Georgia is a country in the Caucasus region of Eurasia. Located at the crossroads of Western Asia and Eastern Europe, it is bounded to the west by the Black Sea, to the north by Russia, to the south by Turkey and Armenia, and to the southeast by Azerbaijan. The capital and largest city is Tbilisi. Georgia covers a territory of 69,700 square kilometres (26,911 sq mi), and its 2017 population is about 3.718 million.

The native name of the country is Sakartvelo, derived from the core central Georgian region of Kartli, recorded from the 9th century, and in extended usage referring to the entire medieval Kingdom of Georgia by the 13th century. The self-designation used by ethnic Georgians is Kartvelebi.

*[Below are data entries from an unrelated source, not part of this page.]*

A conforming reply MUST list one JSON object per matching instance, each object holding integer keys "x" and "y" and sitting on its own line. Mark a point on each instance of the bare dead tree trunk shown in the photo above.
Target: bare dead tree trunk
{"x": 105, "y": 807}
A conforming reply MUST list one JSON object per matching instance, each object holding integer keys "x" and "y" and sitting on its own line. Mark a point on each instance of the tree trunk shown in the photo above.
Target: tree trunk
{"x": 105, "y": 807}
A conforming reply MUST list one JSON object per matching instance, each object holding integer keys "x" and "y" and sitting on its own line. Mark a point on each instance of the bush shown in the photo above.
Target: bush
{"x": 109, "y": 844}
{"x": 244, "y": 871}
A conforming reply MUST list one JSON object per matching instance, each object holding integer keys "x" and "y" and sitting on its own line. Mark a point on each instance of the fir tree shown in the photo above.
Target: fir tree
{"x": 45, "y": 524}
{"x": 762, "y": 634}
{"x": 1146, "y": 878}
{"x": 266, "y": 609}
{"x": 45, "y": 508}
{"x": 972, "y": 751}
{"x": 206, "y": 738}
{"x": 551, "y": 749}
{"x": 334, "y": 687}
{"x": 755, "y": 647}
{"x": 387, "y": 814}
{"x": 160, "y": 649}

The medieval Georgian Chronicles present an eponymous ancestor of the Kartvelians, Kartlos, a great-grandson of Japheth. However, scholars agree that the word is derived from the Karts, the latter being one of the proto-Georgian tribes that emerged as a dominant group in ancient times. The name Sakartvelo consists of two parts. Its root, kartvel-i, specifies an inhabitant of the core central-eastern Georgian region of Kartli, or Iberia as it is known in sources of the Eastern Roman Empire. Ancient Greeks and Romans referred to early western Georgians as Colchians and eastern Georgians as Iberians (Iberoi in some Greek sources). The Georgian circumfix sa-X-o is a standard geographic construction designating "the area where X dwell", where X is an ethnonym.